A Gift with Life-Saving Benefits
The Sydney and J. L. Huffines Institute for Sports Medicine and Human Performance, aptly located adjacent to Kyle Field, gives graduate students and faculty the opportunity to explore these relatively new fields. Through its own research and ongoing speaker series, the institute facilitates the exchange of information and research findings among strength and sport conditioning coaches, athletic trainers, health and wellness coordinators, clinicians, sports physiologists, clinical physiologists and rehabilitation specialists.
The facility, with its state-of-the-art equipment, is a gift to the College of Education and Human Development from Dallas businessman J. L. Huffines ’44 and his wife, Sydney. It benefits athletes, as well as people with health issues such as cardiovascular disease and obesity.

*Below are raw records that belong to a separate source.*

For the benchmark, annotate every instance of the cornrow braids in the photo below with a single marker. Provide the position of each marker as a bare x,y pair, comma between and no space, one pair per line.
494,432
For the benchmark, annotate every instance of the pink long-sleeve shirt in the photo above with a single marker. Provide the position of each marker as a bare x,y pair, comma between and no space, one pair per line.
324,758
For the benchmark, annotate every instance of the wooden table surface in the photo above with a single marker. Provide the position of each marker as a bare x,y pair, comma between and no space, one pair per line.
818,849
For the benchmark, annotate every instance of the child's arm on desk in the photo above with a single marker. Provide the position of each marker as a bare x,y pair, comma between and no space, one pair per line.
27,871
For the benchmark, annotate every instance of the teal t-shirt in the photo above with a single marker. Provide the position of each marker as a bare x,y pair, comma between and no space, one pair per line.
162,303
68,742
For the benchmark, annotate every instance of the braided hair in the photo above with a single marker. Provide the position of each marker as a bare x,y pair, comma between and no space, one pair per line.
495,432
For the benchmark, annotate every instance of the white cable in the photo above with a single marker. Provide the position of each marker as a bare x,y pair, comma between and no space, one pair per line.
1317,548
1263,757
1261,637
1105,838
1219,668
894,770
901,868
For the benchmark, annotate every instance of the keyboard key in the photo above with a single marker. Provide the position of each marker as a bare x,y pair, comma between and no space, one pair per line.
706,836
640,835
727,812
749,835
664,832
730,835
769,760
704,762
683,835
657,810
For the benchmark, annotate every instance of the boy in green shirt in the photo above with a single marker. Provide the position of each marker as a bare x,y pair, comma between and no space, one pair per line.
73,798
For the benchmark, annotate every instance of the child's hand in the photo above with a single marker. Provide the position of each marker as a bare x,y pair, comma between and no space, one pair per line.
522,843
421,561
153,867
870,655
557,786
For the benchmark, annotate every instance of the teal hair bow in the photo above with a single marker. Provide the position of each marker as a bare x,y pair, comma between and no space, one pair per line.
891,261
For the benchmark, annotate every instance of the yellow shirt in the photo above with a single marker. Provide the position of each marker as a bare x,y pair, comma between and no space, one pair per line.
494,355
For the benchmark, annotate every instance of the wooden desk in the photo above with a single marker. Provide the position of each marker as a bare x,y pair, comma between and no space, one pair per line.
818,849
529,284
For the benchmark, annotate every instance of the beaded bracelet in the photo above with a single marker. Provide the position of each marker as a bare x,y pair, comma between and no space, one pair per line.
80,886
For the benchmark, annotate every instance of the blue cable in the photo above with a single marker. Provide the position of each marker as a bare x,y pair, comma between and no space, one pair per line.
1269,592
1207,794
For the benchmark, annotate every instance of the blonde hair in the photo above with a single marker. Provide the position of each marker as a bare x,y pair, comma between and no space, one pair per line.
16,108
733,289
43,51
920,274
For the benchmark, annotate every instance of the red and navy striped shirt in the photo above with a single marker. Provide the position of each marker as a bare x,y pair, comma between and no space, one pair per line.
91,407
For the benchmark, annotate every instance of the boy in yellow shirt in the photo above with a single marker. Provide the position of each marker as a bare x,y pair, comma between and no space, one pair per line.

Researchers at the institute are building on the still relatively new understanding of the scientific foundations of athletic training. The new area of sports medicine is spawning new techniques to enhance performance and new surgical procedures to speed recovery from injuries. From this technology have come ways to detect and treat the No. 1 killer of both men and women in the western world—cardiovascular disease. Thanks to the Huffines’ contribution of $2.5 million that funded the institute and a second $500,000 contribution, which was matched to create a chair in education, A&M researchers are learning more about how exercise and diet can help cardiac patients recover more quickly and avoid related problems in the future.